When Paul Ryan took over as Speaker of the House in 2015, he promised that things would be different when it came to legislating.
"We're not going to bottle up the process so much and predetermine the outcome of everything around here," he said at the time, committing to a process that would be "more open, more inclusive, more deliberative, more participatory."
But now, two years later, Ryan's House Rules Committee has basically done the opposite, setting a record for the most closed rules in a single session. To date, they've now shut down open debate about more than 1,300 amendments to proposed legislation a whopping 49 times.
The open rule, which allows members of Congress to proposes changes during a debate on the floor, has never been ignored so widely in modern history, and opponents say that it endangers democracy.

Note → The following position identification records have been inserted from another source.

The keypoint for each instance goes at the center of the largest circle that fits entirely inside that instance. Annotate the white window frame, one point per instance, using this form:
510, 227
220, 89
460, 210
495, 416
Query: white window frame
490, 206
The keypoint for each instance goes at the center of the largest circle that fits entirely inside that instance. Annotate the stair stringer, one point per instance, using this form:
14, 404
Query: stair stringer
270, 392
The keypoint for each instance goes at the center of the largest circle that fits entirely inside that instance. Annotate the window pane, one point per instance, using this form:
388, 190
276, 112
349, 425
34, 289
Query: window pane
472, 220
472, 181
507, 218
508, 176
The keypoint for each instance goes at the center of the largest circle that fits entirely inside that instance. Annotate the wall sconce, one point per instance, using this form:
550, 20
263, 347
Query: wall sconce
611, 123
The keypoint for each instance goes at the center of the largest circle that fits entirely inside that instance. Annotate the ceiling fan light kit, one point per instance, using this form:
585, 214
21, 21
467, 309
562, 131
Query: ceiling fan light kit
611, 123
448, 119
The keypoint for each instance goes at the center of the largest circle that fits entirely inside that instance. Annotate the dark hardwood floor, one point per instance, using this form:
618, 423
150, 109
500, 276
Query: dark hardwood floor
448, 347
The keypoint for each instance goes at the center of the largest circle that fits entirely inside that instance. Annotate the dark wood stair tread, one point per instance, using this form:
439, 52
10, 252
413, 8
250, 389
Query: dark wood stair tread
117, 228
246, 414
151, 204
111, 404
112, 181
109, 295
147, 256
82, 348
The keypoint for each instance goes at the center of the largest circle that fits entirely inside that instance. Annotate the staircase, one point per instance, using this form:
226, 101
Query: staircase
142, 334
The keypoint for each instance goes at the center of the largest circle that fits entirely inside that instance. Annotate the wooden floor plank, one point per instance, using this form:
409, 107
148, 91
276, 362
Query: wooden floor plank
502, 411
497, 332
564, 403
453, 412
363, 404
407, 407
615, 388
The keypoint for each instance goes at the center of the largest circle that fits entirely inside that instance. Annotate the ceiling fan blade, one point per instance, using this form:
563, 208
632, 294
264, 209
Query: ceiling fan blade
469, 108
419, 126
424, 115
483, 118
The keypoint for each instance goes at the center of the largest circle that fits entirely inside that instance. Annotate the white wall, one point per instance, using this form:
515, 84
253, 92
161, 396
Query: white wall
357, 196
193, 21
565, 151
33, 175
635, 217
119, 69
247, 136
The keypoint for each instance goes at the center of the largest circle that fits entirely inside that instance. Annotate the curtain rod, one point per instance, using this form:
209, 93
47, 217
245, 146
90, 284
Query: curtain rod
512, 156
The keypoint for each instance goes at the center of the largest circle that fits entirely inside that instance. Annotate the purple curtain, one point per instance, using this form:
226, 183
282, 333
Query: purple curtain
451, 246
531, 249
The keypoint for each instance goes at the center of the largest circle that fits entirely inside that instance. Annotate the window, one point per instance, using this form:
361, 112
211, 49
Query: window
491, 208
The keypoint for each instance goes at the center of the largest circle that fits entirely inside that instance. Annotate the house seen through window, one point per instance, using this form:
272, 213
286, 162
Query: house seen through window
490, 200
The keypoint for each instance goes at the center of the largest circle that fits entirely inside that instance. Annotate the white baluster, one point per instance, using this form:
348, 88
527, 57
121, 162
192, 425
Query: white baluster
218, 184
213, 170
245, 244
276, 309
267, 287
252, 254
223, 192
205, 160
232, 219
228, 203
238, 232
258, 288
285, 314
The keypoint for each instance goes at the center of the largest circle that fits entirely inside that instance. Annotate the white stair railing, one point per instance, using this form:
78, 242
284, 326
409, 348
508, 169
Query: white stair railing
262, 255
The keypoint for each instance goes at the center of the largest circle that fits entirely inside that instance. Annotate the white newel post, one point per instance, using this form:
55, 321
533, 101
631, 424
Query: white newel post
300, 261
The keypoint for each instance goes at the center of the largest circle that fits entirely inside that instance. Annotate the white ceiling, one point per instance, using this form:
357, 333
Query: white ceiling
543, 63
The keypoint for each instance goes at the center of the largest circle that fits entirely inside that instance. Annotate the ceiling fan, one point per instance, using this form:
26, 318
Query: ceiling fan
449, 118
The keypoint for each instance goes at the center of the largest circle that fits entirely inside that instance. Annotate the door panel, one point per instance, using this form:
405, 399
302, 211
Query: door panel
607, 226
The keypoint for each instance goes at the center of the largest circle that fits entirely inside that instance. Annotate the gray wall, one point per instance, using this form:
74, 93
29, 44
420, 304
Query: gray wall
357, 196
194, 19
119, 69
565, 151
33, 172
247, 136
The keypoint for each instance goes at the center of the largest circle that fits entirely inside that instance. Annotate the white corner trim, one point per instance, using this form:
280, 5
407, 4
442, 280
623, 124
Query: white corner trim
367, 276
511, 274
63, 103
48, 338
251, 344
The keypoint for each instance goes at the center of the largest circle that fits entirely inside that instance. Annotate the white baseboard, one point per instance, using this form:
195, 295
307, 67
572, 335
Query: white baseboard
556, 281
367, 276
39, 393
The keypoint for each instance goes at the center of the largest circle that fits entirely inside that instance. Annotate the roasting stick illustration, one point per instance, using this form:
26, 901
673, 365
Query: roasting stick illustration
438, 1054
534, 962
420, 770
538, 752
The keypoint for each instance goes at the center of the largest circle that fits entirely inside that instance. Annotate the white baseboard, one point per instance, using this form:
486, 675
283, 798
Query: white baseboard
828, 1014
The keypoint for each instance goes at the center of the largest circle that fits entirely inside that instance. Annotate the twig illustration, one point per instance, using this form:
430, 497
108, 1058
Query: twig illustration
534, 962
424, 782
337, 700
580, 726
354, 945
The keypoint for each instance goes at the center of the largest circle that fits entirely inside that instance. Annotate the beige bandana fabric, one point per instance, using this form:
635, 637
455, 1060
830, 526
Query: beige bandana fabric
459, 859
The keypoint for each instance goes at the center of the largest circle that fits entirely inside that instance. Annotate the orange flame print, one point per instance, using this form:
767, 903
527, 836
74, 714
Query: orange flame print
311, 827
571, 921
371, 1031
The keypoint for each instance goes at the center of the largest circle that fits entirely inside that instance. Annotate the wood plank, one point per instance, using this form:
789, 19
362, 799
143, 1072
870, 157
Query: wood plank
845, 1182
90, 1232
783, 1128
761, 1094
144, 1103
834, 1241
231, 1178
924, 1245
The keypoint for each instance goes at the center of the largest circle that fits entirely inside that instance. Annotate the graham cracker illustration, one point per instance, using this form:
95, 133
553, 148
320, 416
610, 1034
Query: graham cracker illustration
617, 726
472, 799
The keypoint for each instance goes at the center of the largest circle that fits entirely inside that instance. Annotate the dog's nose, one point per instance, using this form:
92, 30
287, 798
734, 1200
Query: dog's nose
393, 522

While it may be helpful for Republicans looking to pass legislation without much drama, the stifling of debate could prove disastrous.
"The Republican Majority has now made history for all the wrong reasons," Louise Slaughter, a New York Democrat who sits on the House Rules Committee said in a statement on Tuesday. "Under Speaker Ryan’s leadership, this session of Congress has now become the most closed Congress in history."
Justin Amash, an ultra-conservative representative from Michigan agreed, and slammed Ryan for it.
"When we offer amendments, they have to be approved by leadership before we get a vote on them and that’s not how our system is supposed to work," he argued. "Our system was designed to reflect the will of the people... And the speaker’s job is to ensure the system is open and [lawmakers] are given a fair opportunity to present their amendments."
But in a press conference Tuesday morning, Ryan didn't agree with the negative assessment, telling reporters, "We absolutely have an open process. We’re going through the committee process. All these bills are going through the committee."
"Open process my foot," said Democratic Rep. Jim McGovern of Massachusetts in response. "I guess in the age of Donald Trump words simply don’t matter anymore. Black is white. Up is down. Open is closed. And politicians can say whatever they think sounds good and think they can get away with it — facts be damned."
Still, members of Congress would like to see things be more open, including Republican Morgan Griffith of Virginia who told Politico, "Let’s fight it out. If the idea can win on the floor then that’s what the American people want. That’s what the representative government is about."